Repository files navigation

data.world-r

CircleCI

The data.world package is the main R package for working with datasets on data.world.
Using this packages users can:

  • Query and join datasets
  • Choose between SQL and SPARQL
  • Publish insights
  • Use data.world's REST API (via included dwapi package)

Getting Started

To get started, load the library and checkout the quickstart vignette.

library(data.world)
vignette("quickstart", package = "data.world")

Here is a simple example:

intro_ds <- "https://data.world/jonloyens/an-intro-to-dataworld-dataset"

sample_query <- data.world::qry_sql(paste0(
  "SELECT t.Name, t.Height, s.AssistsPerGame ",
  "FROM DataDotWorldBBallTeam as t ",
  "JOIN DataDotWorldBBallStats as s ON t.Name = s.Name ",
  "ORDER BY s.AssistsPerGame DESC"))

data.world::query(sample_query, dataset = intro_ds)

Notice that dataset is parameter required by most functions and can be provided in two formats:

  1. URL: "https://data.world/jonloyens/an-intro-to-dataworld-dataset"
  2. Path: "jonloyens/an-intro-to-dataworld-dataset"

Publishing Insights

For your convenience, this package allows you to publish insights to data projects without leaving R Studio.

Using R Studio's "Addins" menu, look for DATA.WORLD > New insight.

Add-in Menu

The add-in will automatically capture the active plot in R Studio's plot view and give you the opportunity to quickly choose the project, and enter title and description for your insight.

Add-in Window

Installation

To install directly from GitHub:

devtools::install_github("datadotworld/data.world-r", build_vignettes = TRUE, ref = "main")
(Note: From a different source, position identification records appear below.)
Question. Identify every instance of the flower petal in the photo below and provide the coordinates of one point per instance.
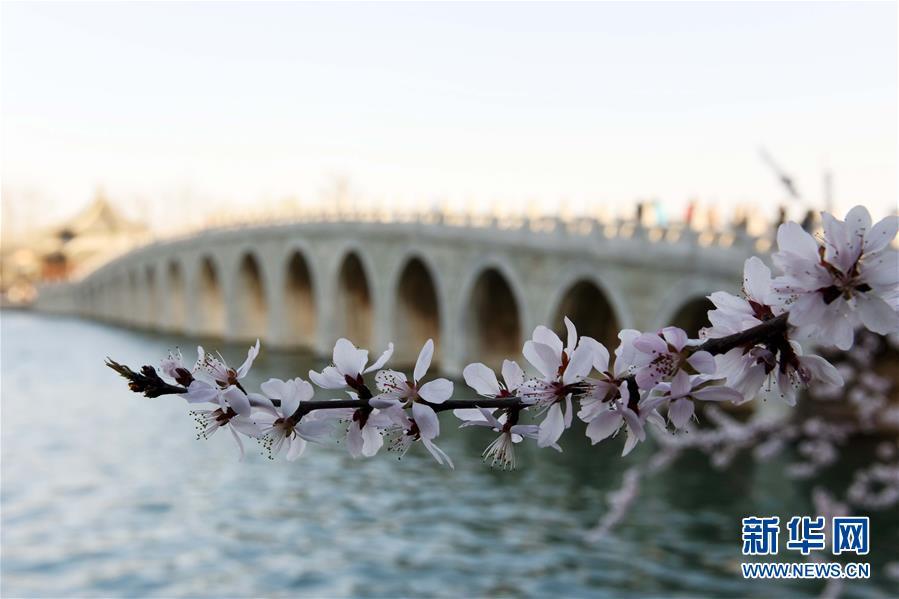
(680, 411)
(579, 365)
(426, 419)
(349, 360)
(296, 448)
(354, 441)
(877, 315)
(329, 378)
(881, 234)
(756, 279)
(676, 337)
(237, 399)
(275, 388)
(680, 385)
(548, 337)
(718, 393)
(794, 239)
(543, 357)
(513, 375)
(372, 440)
(552, 426)
(703, 362)
(482, 379)
(251, 356)
(291, 399)
(436, 391)
(438, 454)
(572, 335)
(424, 360)
(604, 425)
(382, 359)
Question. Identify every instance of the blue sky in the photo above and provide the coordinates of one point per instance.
(233, 104)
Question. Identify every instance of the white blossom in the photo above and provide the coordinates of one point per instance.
(278, 427)
(397, 391)
(849, 280)
(734, 314)
(760, 371)
(349, 364)
(562, 370)
(223, 374)
(661, 355)
(501, 450)
(233, 412)
(684, 389)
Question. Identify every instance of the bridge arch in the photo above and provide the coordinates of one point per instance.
(150, 316)
(686, 305)
(300, 310)
(250, 310)
(176, 297)
(587, 303)
(354, 316)
(417, 308)
(209, 306)
(492, 314)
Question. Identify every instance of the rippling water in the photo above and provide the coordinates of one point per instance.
(108, 494)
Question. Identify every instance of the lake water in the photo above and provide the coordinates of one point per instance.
(105, 493)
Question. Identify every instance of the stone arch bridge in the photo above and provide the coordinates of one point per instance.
(478, 289)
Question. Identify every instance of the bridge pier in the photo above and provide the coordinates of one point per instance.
(478, 291)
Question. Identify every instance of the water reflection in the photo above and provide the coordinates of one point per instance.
(105, 493)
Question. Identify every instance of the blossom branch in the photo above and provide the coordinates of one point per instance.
(826, 290)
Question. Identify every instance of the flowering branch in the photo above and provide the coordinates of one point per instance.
(826, 290)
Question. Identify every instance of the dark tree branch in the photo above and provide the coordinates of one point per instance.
(149, 383)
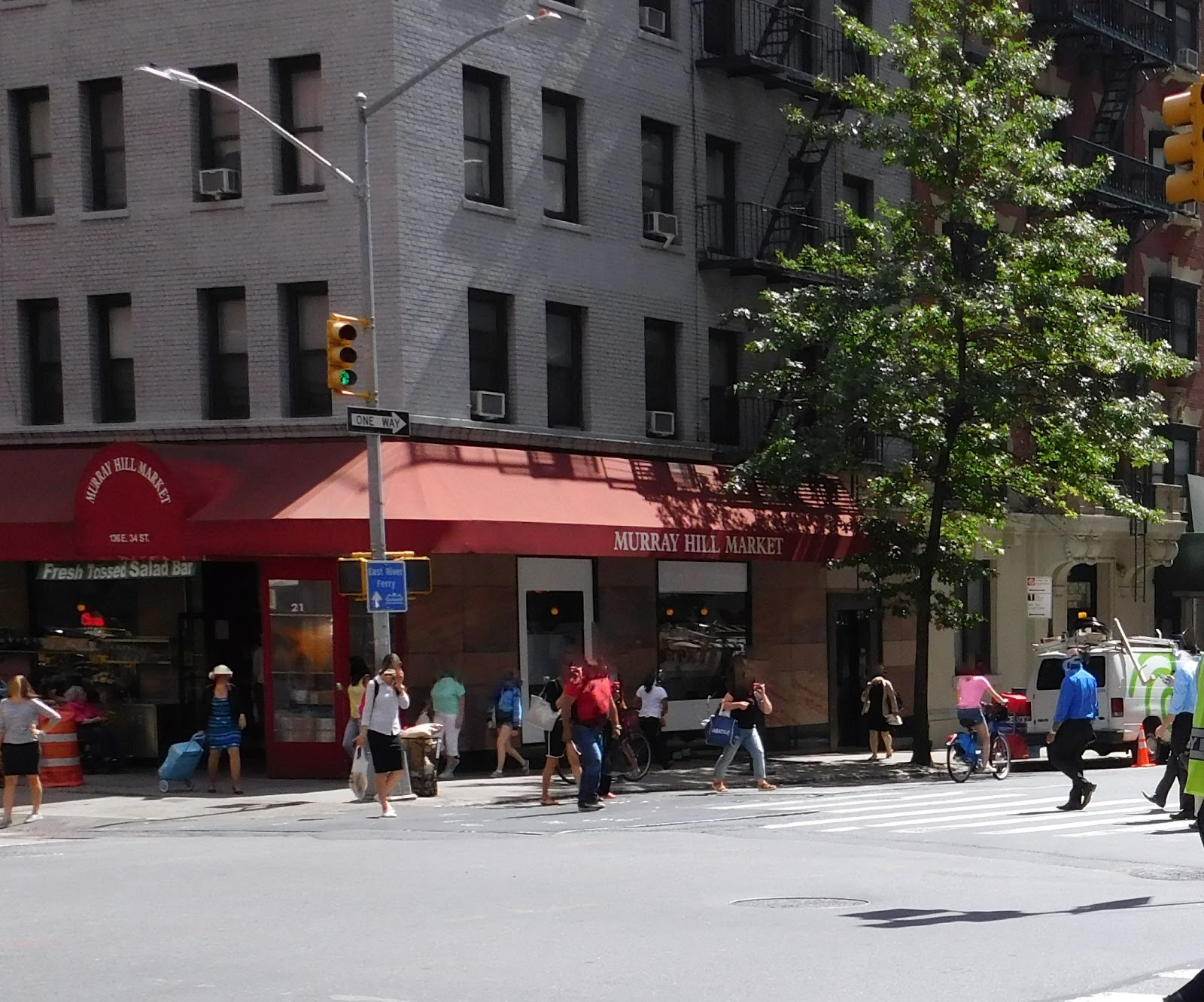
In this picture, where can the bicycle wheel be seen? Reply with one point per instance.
(1001, 758)
(637, 755)
(957, 761)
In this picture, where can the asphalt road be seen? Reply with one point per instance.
(909, 891)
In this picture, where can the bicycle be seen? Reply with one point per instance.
(635, 749)
(962, 755)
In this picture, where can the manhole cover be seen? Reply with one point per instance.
(801, 902)
(1171, 873)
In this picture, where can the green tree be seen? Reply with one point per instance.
(971, 324)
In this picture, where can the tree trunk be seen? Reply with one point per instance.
(921, 741)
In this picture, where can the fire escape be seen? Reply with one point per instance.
(777, 44)
(1125, 40)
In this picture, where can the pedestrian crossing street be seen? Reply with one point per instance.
(993, 809)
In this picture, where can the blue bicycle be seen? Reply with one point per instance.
(962, 755)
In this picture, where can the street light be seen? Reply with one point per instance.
(365, 110)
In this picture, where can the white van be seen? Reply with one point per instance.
(1129, 699)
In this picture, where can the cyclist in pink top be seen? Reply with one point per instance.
(972, 693)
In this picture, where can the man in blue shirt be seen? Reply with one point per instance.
(1072, 731)
(1179, 721)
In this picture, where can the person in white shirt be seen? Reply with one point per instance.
(654, 709)
(381, 727)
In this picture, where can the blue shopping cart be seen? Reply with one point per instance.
(181, 763)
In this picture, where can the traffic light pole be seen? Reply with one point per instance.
(382, 642)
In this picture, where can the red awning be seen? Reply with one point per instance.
(310, 497)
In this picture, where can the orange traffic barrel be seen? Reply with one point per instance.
(60, 755)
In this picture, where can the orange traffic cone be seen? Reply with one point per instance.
(1143, 751)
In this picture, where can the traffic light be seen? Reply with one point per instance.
(341, 357)
(1186, 147)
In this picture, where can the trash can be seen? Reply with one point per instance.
(423, 755)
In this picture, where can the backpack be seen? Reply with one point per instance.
(509, 700)
(594, 705)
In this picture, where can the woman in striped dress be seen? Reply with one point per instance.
(224, 717)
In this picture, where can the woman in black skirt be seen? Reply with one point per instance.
(381, 727)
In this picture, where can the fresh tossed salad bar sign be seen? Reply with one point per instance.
(122, 570)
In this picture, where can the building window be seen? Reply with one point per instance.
(114, 320)
(859, 194)
(1156, 153)
(299, 84)
(560, 156)
(306, 308)
(224, 314)
(702, 623)
(1175, 302)
(220, 144)
(40, 323)
(483, 178)
(660, 365)
(1186, 17)
(666, 9)
(724, 406)
(106, 144)
(973, 654)
(488, 342)
(564, 329)
(35, 172)
(720, 229)
(656, 170)
(1180, 457)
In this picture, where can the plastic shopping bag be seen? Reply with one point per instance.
(358, 781)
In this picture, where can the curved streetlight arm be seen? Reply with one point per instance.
(196, 84)
(511, 26)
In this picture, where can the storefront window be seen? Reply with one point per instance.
(303, 660)
(702, 615)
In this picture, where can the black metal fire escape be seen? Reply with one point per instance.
(778, 44)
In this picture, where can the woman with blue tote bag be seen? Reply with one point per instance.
(748, 705)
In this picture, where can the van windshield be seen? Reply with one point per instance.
(1050, 675)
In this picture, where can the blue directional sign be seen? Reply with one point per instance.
(387, 585)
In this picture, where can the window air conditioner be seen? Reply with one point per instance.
(661, 424)
(220, 181)
(487, 404)
(661, 226)
(653, 20)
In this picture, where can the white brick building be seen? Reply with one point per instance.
(160, 244)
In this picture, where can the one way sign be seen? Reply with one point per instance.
(370, 421)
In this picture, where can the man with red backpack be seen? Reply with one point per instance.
(587, 707)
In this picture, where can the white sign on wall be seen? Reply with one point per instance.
(1041, 597)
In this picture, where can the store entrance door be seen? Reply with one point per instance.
(555, 621)
(305, 659)
(854, 653)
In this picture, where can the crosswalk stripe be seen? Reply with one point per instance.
(1041, 812)
(1102, 818)
(1117, 996)
(948, 811)
(996, 819)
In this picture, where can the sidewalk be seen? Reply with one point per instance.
(132, 799)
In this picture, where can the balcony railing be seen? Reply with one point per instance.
(1150, 328)
(1133, 184)
(1131, 23)
(754, 38)
(737, 424)
(750, 238)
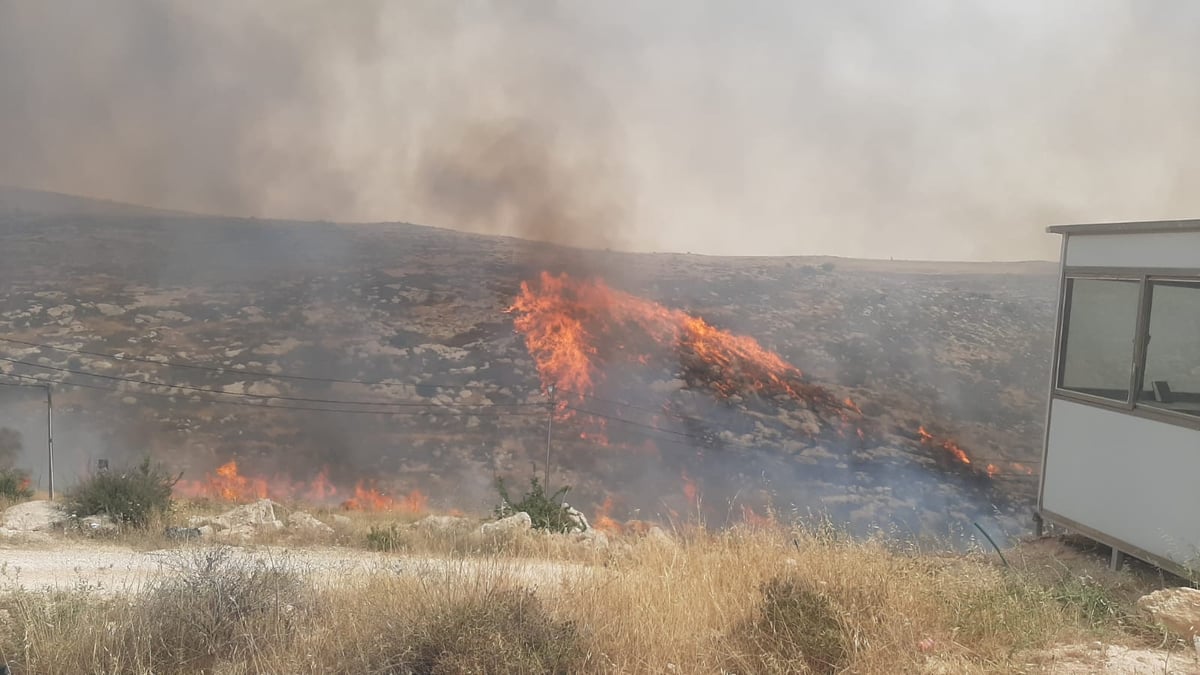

Note: You will need to have the devtools package for R installed to run the previous command. If that is not already installed, you can install it from CRAN using the command:

install.packages("devtools")

Configuration

First, users must obtain an API authentication token at: https://data.world/settings/advanced

IMPORTANT: For your security, do not include your API authentication token in code that is intended to be shared with others.

Configuration can be provided in 3 forms:

  • Via config file
  • Via environment variables
  • At runtime

Config files are the most convenient configuration method. Once saved configuration will be automatically restored when data.world is loaded.

From the R console:

saved_cfg <- data.world::save_config("YOUR API TOKEN")
data.world::set_config(saved_cfg)

For additional configuration options, see ?set_config

Next

Check out the quickstart and query vignette and the package documentation (?data.world).

> vignette("quickstart", package = "data.world")
> ?data.world

Notes

We've removed the package from CRAN and recommend installing directly from Github.